Question

This question has multiple parts.

A selection of soft-drink users is asked to taste the two disguised soft drinks and indicate which they prefer. The accompanying data contains the results of a simulated challenge on a college campus. Data listed below.

a. Determine the probability that a randomly chosen student prefers Brand A.
P(Brand A) =  (Do not use percents. Round to three decimal places as needed.)

b.
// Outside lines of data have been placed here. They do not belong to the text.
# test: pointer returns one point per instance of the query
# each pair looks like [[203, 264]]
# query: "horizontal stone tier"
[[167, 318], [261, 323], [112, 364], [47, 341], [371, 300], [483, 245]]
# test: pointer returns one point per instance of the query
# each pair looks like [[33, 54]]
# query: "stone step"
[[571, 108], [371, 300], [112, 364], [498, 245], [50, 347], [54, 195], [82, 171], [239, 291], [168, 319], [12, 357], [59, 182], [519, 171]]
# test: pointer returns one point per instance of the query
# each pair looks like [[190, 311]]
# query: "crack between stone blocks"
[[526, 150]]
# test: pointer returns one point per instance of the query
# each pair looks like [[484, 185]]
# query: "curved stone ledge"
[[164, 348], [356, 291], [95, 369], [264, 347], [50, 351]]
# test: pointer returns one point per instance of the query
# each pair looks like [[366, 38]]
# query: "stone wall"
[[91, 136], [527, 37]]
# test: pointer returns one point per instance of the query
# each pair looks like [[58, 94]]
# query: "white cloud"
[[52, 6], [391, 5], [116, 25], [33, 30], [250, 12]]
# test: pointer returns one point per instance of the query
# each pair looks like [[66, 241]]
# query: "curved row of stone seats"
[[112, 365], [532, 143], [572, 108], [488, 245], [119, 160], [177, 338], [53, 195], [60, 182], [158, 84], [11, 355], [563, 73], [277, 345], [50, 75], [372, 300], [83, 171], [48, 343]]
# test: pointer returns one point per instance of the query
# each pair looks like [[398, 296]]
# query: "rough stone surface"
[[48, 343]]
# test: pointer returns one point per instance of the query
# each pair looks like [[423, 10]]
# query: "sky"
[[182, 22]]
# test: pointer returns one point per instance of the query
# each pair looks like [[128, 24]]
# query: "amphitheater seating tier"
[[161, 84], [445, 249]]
Determine the probability that one of the students prefers Brand A and is less than 22 years old.
P(Brand A and Age < 22) =  (Do not use percents. Round to three decimal places as needed.)
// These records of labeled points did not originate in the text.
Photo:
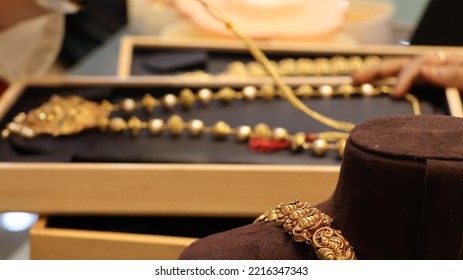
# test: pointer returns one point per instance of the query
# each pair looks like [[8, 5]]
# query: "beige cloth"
[[29, 48]]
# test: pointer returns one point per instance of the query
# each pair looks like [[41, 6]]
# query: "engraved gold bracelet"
[[306, 223]]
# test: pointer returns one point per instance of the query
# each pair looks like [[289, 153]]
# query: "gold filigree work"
[[308, 224]]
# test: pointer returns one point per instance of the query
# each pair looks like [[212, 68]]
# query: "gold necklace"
[[337, 65], [73, 114]]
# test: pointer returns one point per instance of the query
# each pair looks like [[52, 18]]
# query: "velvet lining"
[[393, 200]]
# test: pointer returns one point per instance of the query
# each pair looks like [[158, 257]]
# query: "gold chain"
[[286, 91], [289, 67]]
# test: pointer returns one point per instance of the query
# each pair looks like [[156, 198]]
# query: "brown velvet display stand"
[[399, 196]]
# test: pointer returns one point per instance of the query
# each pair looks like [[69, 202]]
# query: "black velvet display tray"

c. Of those students who are less than 22 years old, calculate the probability that a randomly chosen student prefers (1) Brand A and (2) Brand B.
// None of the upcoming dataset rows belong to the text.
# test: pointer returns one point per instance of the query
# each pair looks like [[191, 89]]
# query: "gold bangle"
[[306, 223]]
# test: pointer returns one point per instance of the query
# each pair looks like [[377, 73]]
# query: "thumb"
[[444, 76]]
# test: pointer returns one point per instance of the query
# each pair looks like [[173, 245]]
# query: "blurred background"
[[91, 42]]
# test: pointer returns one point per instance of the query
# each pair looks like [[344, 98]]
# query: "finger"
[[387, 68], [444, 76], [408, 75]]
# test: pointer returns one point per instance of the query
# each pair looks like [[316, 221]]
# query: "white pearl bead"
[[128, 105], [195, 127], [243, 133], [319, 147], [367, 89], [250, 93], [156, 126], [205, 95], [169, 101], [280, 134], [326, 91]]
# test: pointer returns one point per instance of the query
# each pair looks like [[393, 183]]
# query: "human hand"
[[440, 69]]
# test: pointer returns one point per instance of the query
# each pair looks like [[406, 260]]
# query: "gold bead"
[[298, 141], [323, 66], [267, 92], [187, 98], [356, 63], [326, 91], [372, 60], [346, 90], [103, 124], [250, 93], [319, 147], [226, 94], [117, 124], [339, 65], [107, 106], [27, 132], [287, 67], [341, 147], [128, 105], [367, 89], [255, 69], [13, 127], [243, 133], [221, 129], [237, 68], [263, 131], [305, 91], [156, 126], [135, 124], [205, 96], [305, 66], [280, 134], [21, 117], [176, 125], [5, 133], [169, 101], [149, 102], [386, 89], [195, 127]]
P(Brand A if Age < 22) =  (Do not use percents. Round to three decimal places as needed.)
P(Brand B if Age < 22) =  (Do not use percents. Round to three decimal places as needed.)

d. Of those students who are at least 22 years old, calculate the probability that a randomly chosen student prefers (1) Brand A and (2) Brand B.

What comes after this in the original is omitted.